# So far....What a Disappointment.



## Dark_Lightning

Nowadays, it only requires a minimum (I hear tell, and I don't know the percentage) amount of parts and labor in the country claimed as "manufactured in" to be called "manufactured in XXX". Case in point, I bought dial calipers for wood working "Made in Switzerland" for $25 USD a few years ago. But they're plastic, and not all that accurate. A major portion is made in chinee. Another case- I needed a good backpack. So, off to the store I go, and find a really nice backpack- Swiss Army! How nice! Then, I get it home, load it full of stuff, carry it around, buyer's remorse sets in. Hmmm, why is this zipper pulling loose? What the heck is wrong with that pocket, the stitching is coming off? Looks deep into the backpack, pulls out a paper tag: "Made in China". Even the Swiss have sold out. Though, honestly, that bank account thing has made the Swiss a munificent country, what with all that unclaimed money.

Though, in all fairness, this seems to be a common theme across the world. Few people seem to have any real pride in their workmanship. To be fair, automobile manufacturers have taken deep strides into making a better product. I see seriously lacking performance in industries across the board, however.

LJs, excepted! If only everyone in the world cared enough to build what they build like is done here! WOW!


----------



## Routerisstillmyname

Unfortunately, HF does not have the 6 inch capacity version. otherwise, I might have considered it. you can get the HF and after you spend a day removing the grease, you can calibrate it.


----------



## patcollins

I have the harbor freight one, routerisstillmyname, how do you recalibrate it?

Just looking at the picture you can tell that thing is not on center


----------



## Routerisstillmyname

You need two equal thickness shims ¼ thickness or better. Like router Brass Set-up Gauges and 
Allen wrench.( for harbor freight, metric I'm guessing).
Loosen/ blackout the small middle Allen screw.it has a spring under it and sometimes a ball. The middle section will then move on the center. Place the two shims on each side of the center. Tighten the handle until the shims are snug equally on each side then tighten the Allen screw.


----------



## Routerisstillmyname

Well, in conclusion I will have to say that www.mannyswoodworkersplace.com where I purchased this jig has offered an exemplary customer service and I highly recommend them.

On the other hand, the company that manufactures this so called US made jig (dowel-it) has lost a loyal near two-decade customer.

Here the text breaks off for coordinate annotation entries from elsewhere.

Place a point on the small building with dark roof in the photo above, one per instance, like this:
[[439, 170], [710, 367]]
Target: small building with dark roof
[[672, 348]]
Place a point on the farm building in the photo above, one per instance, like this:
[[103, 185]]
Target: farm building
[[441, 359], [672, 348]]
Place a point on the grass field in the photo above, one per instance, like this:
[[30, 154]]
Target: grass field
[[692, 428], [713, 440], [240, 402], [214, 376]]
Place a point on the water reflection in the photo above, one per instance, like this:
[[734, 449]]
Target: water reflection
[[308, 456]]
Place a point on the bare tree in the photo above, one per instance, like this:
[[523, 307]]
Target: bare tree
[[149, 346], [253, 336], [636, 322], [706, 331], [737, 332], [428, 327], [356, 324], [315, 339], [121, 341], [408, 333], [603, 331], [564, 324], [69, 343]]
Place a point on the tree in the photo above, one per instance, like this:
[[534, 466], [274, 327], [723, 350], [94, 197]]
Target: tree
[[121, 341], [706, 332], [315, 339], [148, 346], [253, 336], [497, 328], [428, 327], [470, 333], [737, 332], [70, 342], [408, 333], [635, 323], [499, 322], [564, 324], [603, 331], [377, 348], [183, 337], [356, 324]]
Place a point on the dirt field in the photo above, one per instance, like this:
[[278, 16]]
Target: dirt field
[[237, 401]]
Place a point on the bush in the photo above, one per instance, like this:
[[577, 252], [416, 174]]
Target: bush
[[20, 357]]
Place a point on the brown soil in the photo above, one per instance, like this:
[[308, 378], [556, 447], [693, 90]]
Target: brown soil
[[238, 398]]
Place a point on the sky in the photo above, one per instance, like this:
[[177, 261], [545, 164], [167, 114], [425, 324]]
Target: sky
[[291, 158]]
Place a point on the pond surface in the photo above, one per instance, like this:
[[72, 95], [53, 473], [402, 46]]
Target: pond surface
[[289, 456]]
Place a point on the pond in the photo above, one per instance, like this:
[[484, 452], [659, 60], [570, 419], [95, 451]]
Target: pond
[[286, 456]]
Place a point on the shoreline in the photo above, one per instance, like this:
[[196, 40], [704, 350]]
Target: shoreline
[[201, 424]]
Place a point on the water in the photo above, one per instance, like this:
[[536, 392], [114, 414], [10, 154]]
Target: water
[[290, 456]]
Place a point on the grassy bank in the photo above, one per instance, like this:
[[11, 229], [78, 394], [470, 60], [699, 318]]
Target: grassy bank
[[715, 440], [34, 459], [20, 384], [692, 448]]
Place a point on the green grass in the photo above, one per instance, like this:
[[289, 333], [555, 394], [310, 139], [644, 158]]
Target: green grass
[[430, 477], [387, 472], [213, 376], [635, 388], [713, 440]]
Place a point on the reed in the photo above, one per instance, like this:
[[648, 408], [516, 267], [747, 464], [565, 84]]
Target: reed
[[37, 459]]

If you need a similar jig, have a look at TASK.


----------



## pjones46

I just bought a Joint-Genie which is made in England and it is great but not cheap. Way cheaper than Dowelmax and out of the box will do more. Look at their videos on the web site http://www.joint-genie.com/index.html wish I had it along time ago.


----------



## Kennyl

I just used the dowl-it jig to build my work bench and I found it to work exactly as designed.


----------